Goyal has linked Temple to his broader longevity interests (and to an entity referred to in media coverage as Continue Research), while the gadget’s public debut came during a podcast hosted by Raj Shamani — the viral visibility immediately turned a niche prototype into a mainstream talking point. Several Indian and tech outlets have reported on the device and on Goyal’s stated aims to explore brain blood flow as a biomarker for ageing. Crucially: measuring brain blood flow is not the same as proving you can “reverse ageing.” Continuous CBF (cerebral blood flow) data could become a useful physiological signal — for tracking sleep, stress, orthostatic changes or early neurologic decline — but there is no clinical evidence that wearing a monitoring patch will slow, stop or reverse fundamental ageing processes.
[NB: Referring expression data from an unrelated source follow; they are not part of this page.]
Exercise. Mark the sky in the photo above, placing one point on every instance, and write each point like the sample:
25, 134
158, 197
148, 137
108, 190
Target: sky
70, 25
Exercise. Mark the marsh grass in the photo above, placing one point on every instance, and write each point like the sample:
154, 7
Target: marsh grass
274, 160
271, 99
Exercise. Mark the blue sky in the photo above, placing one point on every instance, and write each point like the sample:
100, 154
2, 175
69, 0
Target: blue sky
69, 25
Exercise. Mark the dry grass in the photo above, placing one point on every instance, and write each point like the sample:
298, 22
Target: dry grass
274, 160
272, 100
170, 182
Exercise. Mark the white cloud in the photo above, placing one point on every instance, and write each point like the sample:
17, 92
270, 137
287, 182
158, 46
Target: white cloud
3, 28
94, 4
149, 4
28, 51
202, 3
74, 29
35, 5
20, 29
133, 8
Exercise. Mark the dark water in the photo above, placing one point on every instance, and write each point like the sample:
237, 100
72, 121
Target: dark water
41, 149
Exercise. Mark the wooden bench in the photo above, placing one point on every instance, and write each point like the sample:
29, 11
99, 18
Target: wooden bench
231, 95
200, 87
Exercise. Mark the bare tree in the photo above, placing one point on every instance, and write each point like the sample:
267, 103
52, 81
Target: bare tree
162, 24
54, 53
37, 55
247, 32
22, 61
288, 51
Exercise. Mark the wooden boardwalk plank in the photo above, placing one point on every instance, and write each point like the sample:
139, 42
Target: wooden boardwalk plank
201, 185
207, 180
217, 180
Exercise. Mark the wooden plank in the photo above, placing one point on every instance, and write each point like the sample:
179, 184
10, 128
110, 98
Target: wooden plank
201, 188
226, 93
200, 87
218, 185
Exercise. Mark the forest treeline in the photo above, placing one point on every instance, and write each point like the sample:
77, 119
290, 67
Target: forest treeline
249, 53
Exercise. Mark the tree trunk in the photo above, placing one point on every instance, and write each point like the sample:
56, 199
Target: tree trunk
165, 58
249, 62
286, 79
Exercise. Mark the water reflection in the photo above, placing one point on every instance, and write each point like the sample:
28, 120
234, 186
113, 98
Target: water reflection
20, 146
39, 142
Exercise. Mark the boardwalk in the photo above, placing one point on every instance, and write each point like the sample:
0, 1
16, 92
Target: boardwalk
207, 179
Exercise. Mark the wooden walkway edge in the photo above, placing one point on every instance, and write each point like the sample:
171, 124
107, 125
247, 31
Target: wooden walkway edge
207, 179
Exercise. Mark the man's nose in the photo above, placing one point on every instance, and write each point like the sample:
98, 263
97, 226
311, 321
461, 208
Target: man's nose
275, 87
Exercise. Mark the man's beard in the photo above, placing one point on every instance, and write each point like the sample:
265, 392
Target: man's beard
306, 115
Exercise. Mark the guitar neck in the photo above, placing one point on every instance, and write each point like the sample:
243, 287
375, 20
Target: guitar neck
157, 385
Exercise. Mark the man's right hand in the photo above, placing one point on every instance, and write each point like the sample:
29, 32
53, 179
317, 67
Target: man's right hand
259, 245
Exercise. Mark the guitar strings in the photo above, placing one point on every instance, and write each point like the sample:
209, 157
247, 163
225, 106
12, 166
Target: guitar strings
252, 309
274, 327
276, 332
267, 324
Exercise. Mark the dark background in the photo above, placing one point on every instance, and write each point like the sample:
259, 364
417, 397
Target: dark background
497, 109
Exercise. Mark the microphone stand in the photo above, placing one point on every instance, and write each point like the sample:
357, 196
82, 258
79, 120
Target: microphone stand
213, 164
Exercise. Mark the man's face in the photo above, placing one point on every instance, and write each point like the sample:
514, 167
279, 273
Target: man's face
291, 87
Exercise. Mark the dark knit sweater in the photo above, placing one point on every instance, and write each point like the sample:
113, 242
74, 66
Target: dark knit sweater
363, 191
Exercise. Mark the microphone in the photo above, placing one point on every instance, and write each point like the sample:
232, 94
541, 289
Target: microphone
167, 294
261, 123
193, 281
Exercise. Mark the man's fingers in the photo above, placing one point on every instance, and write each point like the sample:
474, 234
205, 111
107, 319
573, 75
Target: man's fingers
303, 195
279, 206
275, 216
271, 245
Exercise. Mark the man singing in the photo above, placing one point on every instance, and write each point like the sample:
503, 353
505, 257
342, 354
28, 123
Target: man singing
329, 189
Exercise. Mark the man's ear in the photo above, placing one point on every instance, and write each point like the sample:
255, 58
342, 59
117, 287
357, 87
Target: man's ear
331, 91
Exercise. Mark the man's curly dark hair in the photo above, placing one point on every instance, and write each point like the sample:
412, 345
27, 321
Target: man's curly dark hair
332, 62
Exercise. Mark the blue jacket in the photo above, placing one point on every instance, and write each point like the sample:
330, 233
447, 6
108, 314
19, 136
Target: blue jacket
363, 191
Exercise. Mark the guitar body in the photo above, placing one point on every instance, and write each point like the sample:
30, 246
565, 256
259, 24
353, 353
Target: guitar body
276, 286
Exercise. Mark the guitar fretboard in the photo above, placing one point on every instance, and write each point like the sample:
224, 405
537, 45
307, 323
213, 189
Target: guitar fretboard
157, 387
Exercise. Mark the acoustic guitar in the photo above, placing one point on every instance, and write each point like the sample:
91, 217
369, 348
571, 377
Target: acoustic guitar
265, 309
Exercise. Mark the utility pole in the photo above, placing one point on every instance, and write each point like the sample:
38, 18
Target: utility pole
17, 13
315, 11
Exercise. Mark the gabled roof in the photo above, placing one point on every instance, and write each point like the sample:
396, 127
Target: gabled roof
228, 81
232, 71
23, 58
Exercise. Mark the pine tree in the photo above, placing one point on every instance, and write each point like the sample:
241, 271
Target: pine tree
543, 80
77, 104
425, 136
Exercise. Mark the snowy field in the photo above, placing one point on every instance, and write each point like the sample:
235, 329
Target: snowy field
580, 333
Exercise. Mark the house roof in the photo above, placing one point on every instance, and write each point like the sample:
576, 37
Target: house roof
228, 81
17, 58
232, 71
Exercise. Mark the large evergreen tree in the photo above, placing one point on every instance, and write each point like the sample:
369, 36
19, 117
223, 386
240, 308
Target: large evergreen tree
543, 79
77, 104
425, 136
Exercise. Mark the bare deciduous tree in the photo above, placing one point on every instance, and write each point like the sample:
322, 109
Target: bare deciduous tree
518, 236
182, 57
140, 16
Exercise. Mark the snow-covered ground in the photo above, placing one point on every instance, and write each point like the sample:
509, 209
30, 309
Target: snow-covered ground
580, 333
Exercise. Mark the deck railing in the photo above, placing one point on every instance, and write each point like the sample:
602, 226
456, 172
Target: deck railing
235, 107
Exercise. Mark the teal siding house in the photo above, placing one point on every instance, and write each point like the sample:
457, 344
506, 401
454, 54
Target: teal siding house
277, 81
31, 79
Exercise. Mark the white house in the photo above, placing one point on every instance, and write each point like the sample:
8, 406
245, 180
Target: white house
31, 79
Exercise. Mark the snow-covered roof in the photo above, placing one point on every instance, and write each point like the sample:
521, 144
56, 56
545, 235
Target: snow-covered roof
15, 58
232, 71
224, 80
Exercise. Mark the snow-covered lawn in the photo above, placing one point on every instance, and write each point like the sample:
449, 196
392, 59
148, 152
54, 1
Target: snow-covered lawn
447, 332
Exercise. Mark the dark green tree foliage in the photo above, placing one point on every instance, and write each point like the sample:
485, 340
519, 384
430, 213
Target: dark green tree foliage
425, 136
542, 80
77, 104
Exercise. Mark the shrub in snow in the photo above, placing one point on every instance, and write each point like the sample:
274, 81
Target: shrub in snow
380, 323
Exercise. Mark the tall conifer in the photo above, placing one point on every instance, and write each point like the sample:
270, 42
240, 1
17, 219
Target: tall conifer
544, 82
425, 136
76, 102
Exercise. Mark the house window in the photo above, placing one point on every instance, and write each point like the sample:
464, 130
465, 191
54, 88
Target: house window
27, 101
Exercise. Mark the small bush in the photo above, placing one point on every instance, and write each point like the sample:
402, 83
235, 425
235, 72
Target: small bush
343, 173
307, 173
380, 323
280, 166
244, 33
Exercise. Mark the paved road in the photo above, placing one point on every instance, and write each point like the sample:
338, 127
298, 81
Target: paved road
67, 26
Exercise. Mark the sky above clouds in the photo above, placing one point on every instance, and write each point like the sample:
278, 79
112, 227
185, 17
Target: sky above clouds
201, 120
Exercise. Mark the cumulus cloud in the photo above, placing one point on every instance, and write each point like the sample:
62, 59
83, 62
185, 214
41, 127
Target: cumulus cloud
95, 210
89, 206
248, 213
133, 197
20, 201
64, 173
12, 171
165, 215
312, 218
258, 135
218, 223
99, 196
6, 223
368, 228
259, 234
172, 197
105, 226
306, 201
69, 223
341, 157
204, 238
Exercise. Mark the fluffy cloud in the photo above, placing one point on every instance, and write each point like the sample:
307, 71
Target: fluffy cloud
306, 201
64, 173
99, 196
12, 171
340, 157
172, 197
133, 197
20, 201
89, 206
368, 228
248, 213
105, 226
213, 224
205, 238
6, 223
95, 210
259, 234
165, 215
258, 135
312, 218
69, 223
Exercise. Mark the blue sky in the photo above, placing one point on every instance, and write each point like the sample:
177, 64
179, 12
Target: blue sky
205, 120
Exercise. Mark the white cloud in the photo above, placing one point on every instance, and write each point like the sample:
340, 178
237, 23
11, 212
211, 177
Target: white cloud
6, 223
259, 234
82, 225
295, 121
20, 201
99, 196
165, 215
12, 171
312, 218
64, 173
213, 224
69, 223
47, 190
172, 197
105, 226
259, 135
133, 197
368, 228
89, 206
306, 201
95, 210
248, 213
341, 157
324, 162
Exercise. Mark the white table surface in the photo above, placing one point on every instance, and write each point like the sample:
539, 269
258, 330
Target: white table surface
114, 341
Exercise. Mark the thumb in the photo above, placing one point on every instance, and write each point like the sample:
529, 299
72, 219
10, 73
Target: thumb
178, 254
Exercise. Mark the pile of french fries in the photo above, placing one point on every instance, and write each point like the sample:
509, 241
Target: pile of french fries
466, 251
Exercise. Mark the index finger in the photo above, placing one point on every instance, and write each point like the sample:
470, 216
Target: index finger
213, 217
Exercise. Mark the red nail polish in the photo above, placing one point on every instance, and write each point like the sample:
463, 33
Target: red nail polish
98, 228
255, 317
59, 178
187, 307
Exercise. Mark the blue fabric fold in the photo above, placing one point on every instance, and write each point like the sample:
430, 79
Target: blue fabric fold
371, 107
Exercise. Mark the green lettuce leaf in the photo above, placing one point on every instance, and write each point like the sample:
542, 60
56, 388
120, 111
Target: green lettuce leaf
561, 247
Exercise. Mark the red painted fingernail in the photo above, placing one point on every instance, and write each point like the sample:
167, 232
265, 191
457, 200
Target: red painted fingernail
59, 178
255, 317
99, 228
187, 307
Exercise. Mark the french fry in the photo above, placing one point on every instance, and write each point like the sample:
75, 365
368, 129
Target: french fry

Experts caution that novel biomarkers need rigorous validation, reproducible trials, and regulatory review before clinical claims can be made. Media coverage has reflected both fascination and skepticism about the leap from monitoring to “anti-ageing cures.”
What to watch for next?
Peer-reviewed papers or preprints describing Temple’s measurement method and validation against clinical standards; independent trials showing that interventions triggered by the device alter meaningful outcomes; and regulatory filings if the team seeks medical-device approval. Until then, Temple is best seen as an intriguing research prototype at the intersection of wearable optics and longevity entrepreneurship — interesting for hypothesis-generation, not a substitute for established medical science.